The sky was dimming as I left work today. It wasn’t evening yet, but the afternoon was effectively shot. That’s how it is in Minnesota, the first Monday after the time change. It’s always a shock, like somebody dropping something on your roof with a thump.
One of these years the first big blizzard will occur on the first Monday after Fall Back. And when that happens, half the population of the Great Plains will commit seppuku in concert.
The guy who runs the used book shop I patronize recommended the author Phillip Margolin to me, noticing that I’d pretty much run through all the Jonathan Kellerman. So I picked up Wild Justice.

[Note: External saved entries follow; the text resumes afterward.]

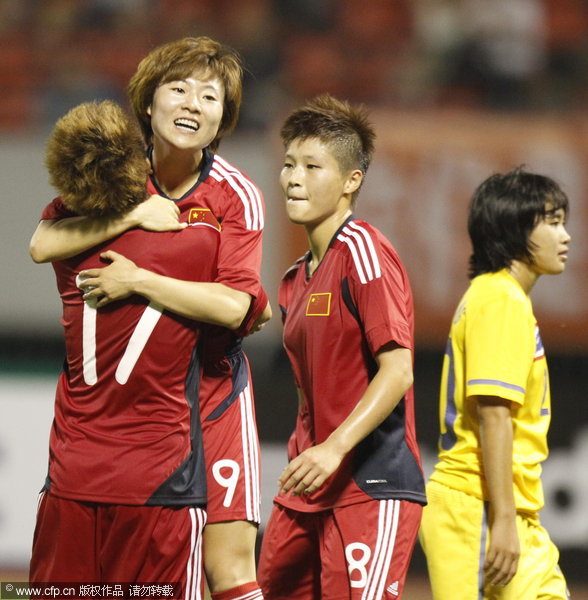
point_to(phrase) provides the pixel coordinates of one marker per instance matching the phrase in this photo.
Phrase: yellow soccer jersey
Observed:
(494, 348)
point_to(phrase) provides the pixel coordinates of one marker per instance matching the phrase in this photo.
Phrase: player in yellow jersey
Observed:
(480, 531)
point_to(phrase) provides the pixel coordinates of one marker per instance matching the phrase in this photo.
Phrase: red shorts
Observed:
(357, 552)
(231, 450)
(101, 543)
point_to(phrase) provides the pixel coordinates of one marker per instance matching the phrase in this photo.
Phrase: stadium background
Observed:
(457, 88)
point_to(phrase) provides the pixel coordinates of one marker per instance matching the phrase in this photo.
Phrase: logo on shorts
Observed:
(393, 588)
(319, 305)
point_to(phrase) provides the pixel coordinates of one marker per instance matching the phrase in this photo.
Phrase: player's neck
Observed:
(321, 234)
(523, 274)
(176, 173)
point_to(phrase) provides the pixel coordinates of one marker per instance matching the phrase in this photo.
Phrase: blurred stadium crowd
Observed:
(504, 54)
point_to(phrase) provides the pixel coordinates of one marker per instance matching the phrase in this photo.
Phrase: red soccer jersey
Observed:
(127, 424)
(357, 300)
(238, 205)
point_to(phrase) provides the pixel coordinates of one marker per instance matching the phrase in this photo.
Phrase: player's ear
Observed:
(353, 181)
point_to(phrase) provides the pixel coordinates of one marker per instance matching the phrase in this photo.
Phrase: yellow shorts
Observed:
(454, 537)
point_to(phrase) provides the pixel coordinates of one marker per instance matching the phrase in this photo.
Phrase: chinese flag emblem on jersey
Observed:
(203, 215)
(319, 305)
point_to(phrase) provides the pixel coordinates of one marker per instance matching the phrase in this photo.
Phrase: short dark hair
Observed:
(503, 212)
(95, 156)
(177, 60)
(345, 128)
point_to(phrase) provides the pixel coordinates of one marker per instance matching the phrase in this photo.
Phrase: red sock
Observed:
(247, 591)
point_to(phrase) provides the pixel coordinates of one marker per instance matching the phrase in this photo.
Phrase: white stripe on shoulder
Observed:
(362, 248)
(245, 189)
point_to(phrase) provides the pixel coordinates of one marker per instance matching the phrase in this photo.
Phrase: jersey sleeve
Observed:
(239, 261)
(381, 292)
(500, 343)
(56, 210)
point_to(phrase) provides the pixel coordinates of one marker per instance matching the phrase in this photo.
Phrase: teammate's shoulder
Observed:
(499, 287)
(365, 246)
(291, 271)
(222, 169)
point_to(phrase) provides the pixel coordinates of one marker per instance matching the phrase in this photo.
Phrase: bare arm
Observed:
(64, 238)
(308, 471)
(496, 439)
(213, 303)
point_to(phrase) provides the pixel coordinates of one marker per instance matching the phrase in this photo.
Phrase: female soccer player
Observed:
(346, 518)
(485, 492)
(186, 95)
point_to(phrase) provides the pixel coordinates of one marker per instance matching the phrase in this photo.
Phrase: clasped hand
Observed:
(113, 282)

Short review, after 45 pages: Hackwork. Uninspired writing and flat characters. I’m not going to finish it. Since I’ve decided to stop buying books for a while, to save money, I’m going to finish Volume Two of C. S. Lewis’ Letters now, and then I plan to re-read The Lord of the Rings.
On Saturday I drove down to Faribault to join Aunt Ada and Uncle Ralph, along with several of their children and grandchildren, for a committal service for an uncle and aunt I’ll call… oh, George and Martha. George passed away recently and was cremated, and while cleaning out his apartment Cousin Brian found Martha’s ashes in a cupboard. So they arranged to inter them together in my maternal grandparents’ plot.

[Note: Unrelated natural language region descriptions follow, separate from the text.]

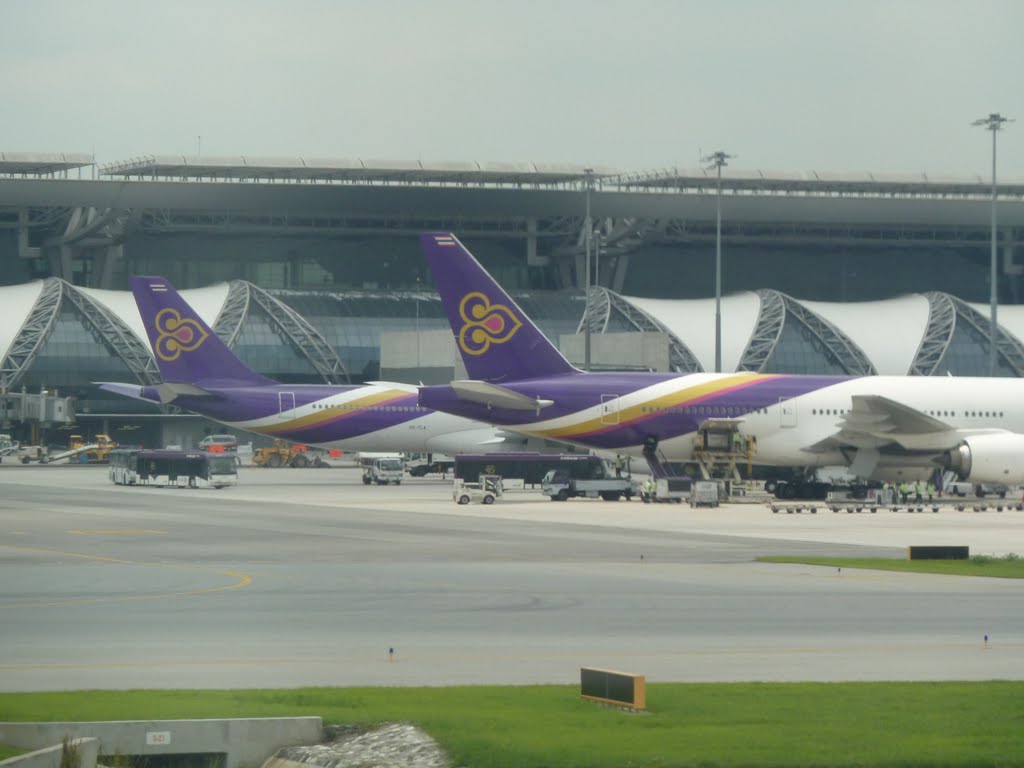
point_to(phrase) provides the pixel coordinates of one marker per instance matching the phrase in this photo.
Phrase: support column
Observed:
(619, 275)
(532, 258)
(108, 261)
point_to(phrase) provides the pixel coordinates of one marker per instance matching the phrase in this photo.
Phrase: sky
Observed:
(885, 86)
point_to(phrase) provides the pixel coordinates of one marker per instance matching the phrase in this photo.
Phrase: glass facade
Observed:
(74, 356)
(262, 348)
(968, 354)
(352, 324)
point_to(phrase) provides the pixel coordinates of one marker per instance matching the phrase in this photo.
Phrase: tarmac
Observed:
(300, 578)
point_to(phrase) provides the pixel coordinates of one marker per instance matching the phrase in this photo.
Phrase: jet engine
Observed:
(989, 458)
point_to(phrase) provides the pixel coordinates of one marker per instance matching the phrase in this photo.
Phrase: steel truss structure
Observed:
(776, 309)
(305, 339)
(601, 302)
(105, 327)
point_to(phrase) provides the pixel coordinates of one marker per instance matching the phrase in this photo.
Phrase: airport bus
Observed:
(529, 468)
(165, 468)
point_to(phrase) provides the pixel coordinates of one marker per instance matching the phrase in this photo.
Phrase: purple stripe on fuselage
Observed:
(240, 404)
(574, 393)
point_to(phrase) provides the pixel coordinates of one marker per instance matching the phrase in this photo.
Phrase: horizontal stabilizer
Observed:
(494, 395)
(169, 391)
(136, 391)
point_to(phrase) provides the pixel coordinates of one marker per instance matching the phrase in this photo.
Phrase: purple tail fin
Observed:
(184, 347)
(497, 340)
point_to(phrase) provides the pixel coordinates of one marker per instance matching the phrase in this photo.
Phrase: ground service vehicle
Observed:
(283, 454)
(172, 468)
(529, 468)
(488, 488)
(560, 485)
(226, 441)
(419, 465)
(382, 471)
(669, 489)
(704, 494)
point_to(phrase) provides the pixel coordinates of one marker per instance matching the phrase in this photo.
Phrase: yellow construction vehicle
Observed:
(282, 454)
(81, 451)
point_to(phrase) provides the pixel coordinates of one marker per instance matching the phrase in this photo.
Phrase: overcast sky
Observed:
(794, 85)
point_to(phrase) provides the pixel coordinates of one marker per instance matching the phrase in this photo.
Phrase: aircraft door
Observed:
(286, 403)
(609, 409)
(787, 413)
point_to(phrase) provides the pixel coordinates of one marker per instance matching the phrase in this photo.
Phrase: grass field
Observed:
(1011, 566)
(744, 724)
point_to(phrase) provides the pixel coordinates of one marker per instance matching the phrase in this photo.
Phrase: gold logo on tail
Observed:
(176, 335)
(485, 324)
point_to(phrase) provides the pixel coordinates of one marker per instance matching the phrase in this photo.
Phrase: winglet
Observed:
(497, 340)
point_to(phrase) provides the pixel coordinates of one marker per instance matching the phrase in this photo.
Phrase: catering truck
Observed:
(560, 485)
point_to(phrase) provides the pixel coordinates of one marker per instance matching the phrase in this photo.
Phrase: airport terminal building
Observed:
(311, 271)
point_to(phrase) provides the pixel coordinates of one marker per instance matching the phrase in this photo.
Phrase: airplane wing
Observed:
(165, 392)
(875, 422)
(494, 395)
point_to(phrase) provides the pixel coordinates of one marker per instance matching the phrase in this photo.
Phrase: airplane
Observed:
(202, 375)
(880, 427)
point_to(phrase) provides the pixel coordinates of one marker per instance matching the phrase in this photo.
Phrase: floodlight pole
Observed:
(992, 123)
(717, 160)
(588, 185)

My brother Moloch, who as you may recall is a pastor in The Very Large Lutheran Church Body Which Shall Remain Nameless, led a short service. We sang “Abide With Me” and “Amazing Grace” in a chilly breeze.

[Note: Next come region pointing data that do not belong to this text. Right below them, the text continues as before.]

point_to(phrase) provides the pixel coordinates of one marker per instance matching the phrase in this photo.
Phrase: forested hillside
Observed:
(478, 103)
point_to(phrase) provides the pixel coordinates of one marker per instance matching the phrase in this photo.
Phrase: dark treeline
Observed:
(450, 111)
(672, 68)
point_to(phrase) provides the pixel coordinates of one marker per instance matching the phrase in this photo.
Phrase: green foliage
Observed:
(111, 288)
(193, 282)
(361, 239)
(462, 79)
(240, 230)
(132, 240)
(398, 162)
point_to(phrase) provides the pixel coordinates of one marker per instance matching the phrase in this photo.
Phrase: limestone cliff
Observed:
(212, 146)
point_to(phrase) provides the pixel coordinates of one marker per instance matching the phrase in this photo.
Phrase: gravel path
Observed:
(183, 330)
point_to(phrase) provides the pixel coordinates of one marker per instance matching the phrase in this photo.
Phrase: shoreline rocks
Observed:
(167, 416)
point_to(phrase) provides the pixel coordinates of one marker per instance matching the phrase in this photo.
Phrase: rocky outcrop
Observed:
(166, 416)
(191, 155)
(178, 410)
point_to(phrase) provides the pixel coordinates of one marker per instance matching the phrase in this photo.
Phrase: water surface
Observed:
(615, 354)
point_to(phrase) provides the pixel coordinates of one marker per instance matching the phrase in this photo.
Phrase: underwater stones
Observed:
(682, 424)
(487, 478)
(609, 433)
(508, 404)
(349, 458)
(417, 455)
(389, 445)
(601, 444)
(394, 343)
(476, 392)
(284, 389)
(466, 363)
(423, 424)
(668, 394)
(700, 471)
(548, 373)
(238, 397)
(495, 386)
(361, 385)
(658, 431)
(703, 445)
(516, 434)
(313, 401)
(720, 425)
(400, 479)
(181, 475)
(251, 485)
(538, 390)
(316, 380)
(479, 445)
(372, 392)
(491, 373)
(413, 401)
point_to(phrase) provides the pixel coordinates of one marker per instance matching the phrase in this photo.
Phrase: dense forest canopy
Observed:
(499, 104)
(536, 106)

Moloch is sanguine about George and Martha’s final destinations. He’s a sacramentalist, believing that once you’re baptized you’re pretty much guaranteed salvation unless you perform a black mass and storm the heavens or something. I found the occasion rather more melancholy than he did.
Not that George and Martha were awful people. Martha, my mother’s sister, was an extremely amiable person—desperately amiable. She was as insecure as I am, but she handled it in an equal and opposite manner. She was an incessant talker, saying anything that came into her mind anytime the conversation threatened to slacken. She believed (I always suspected) that silence would give people an opportunity to think bad things about her.
I remember her saying, one day at Grandpa’s house, “The point of any religion is to do the best you can, after all, isn’t it?”
I didn’t correct her. Kids didn’t correct adults’ theology in our family. Perhaps her blood is on my hands because of that.
George probably led a pretty good life, according to his lights. He didn’t like to work and he did like to drink. He worked some years for an agricultural implement company. When they closed down and laid him off, he gave up working, living off Martha’s small income. He had enough money to pay the rent on their shabby apartment, play some golf and drink pretty steadily. He seemed content with that.
I’d like to say something more profound about him, but I really didn’t know him. He wasn’t the kind of man you had conversations with, not sober anyway.
I’m going to stop this post here, because there’s nowhere to go that isn’t depressing.
Happy Autumn.
Probably the Lord doesn’t command or desire that you should brood about them like this, Lars.
Please forgive me if this is a bad question, but what would you buy if you were going to buy more books?
Who knows? I’d have looked for a new mystery writer. Probably a good thing for me to get a change of fare for a while.
I think we have to give it over to God at this point. Once they’ve passed on, they’re out of our hands and in His…
I just tried a couple of Thomas Perry books over the weekend–“Pursuit” and “Shadow Woman”–and really liked both of them. I use the library a lot, becasue I can’t afford books right now either.
I am by no means a universalist, but I have considerable confidence in the mercies of Grace–Catholic though I may be. In any case, I’ve rarely found remonstration or technical correction to be efficacious in the reform of souls. So I doubt you have anybody’s blood on your hands.
Get some sun lights. I have a couple of cheap, 500-watt work lights from Home Depot that I start turning on a bit after the solstice, and they make all the difference for me and for my daughter. Just be careful about the heat they generate, and bounce the light off the ceiling so you don’t accidentally look directly into the bulbs. It’ll be spring before you know it!
Totally off the main of your post – but are you as frustrated as I am at the delay of volume three of Lewis’s letters? My brother pre-ordered that for me for LAST Christmas. I’m starting to think I won’t have it by Christmas 2007! And if I don’t watch my brother carefully he might try to claim it as this year’s gift.
Is that the way of it? Not out yet? I went to look for Vol. 3 at a Christian bookstore and assumed they just didn’t have it in stock.
I didn’t bother to ask anyone, needless to say.
Yep. They keep postponing and postponing…I can’t find a reason why. I’m thinking it must be some legal hitch or something.
Condolences, Lars, for the loss of your “amiable” Aunt Martha.